I also shouldn’t forget to mention the family story that propels most of the film forward. The monster forces Gang-du to finally man up and be a father. You can tell that the man loves his daughter but in his losing her he must now fully show it. His lay about nature is compromised and he basically must entirely change his character in order to answer this unrequested call. The annoyed brother character, portrayed by Park Hae-il, leans a bit too hard on the holier than thou stereotype; but the remaining members of the family have an authenticity to them that is a welcomed change to a genre that is typically littered with stock characters. The ending of the film will do things that you will assuredly not expect, mostly in service to the film’s deeper political message, but its main character undergoes a growth that is well-earned and surprising in a film that features a mutated amphibious beast.
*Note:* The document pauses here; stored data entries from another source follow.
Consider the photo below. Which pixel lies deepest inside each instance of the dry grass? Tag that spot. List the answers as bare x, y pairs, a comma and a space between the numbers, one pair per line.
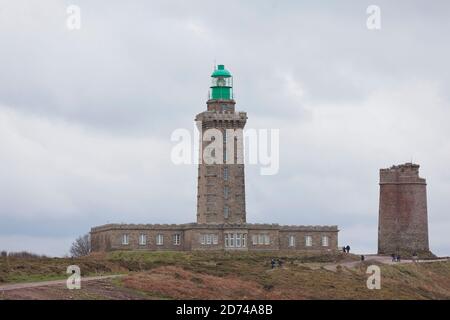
232, 275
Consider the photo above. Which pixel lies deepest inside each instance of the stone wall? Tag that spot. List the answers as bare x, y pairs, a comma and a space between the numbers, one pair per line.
403, 221
109, 237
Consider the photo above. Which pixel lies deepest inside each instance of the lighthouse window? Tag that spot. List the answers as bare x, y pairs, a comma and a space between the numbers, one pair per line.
226, 212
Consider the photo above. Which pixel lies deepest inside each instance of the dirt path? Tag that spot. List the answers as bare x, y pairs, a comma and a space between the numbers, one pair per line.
375, 258
28, 285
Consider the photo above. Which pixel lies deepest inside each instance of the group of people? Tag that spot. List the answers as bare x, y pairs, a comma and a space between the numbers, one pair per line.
274, 262
395, 257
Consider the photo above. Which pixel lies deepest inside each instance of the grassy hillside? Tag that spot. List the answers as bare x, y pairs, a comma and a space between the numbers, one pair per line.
222, 275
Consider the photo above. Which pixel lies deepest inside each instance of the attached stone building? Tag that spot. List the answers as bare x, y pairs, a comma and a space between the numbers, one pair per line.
221, 210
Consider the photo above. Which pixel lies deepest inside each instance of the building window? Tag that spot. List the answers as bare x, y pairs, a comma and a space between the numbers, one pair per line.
176, 239
159, 239
260, 239
142, 239
226, 192
227, 240
308, 241
125, 239
209, 239
325, 241
291, 241
235, 240
238, 240
226, 212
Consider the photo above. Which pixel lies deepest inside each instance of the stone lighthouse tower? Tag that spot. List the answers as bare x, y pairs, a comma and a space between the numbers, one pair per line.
403, 221
221, 182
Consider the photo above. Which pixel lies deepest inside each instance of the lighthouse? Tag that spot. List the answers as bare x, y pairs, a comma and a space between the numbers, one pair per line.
221, 183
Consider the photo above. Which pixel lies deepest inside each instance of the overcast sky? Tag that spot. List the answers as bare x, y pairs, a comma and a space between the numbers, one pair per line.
86, 115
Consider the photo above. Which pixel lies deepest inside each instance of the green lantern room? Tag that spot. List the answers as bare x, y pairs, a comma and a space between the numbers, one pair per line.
222, 84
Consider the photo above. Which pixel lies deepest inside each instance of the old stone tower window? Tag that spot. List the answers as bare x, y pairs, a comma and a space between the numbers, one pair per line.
325, 241
308, 241
159, 239
142, 239
125, 239
226, 192
291, 241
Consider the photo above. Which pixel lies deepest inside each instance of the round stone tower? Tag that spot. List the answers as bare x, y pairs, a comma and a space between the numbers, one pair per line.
403, 221
221, 181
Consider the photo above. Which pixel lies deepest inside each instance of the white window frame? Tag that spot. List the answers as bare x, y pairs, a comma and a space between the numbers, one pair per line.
142, 239
237, 236
291, 241
125, 239
308, 241
260, 238
266, 240
325, 241
160, 239
176, 239
226, 212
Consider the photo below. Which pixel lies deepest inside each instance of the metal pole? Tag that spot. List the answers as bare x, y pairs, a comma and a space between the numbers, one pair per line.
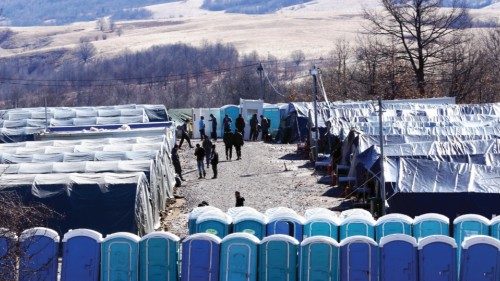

The modern day monster film is kind of forced to be more than simply its monster. While past films could rely on interesting character design or an awe inspiring image, filmgoers now expect a bit more than simple destruction with their mutated beasts. The Host certainly looks to provide. The political undertones are so strong within the film that they nearly stop being undertones (although overtones still doesn’t seem to be the right word). The film does not really offer up a solution, except perhaps a need to pay better attention to its people, but strongly posits that the government is self-obsessed and broken. Amid all of the chaos is a smaller story about family. The characters are fully developed and Kang-ho Song’s portrayal of Gang-du stands out in its ability to show the struggles of rapid mandated growth. This little story however occasionally gets lost in the political posturing and monstrous havoc, although it offers the most emotional connectivity. The Host is a monster film with plenty of meat on its bones and even though its political message is aggressive it certainly isn’t unnecessary.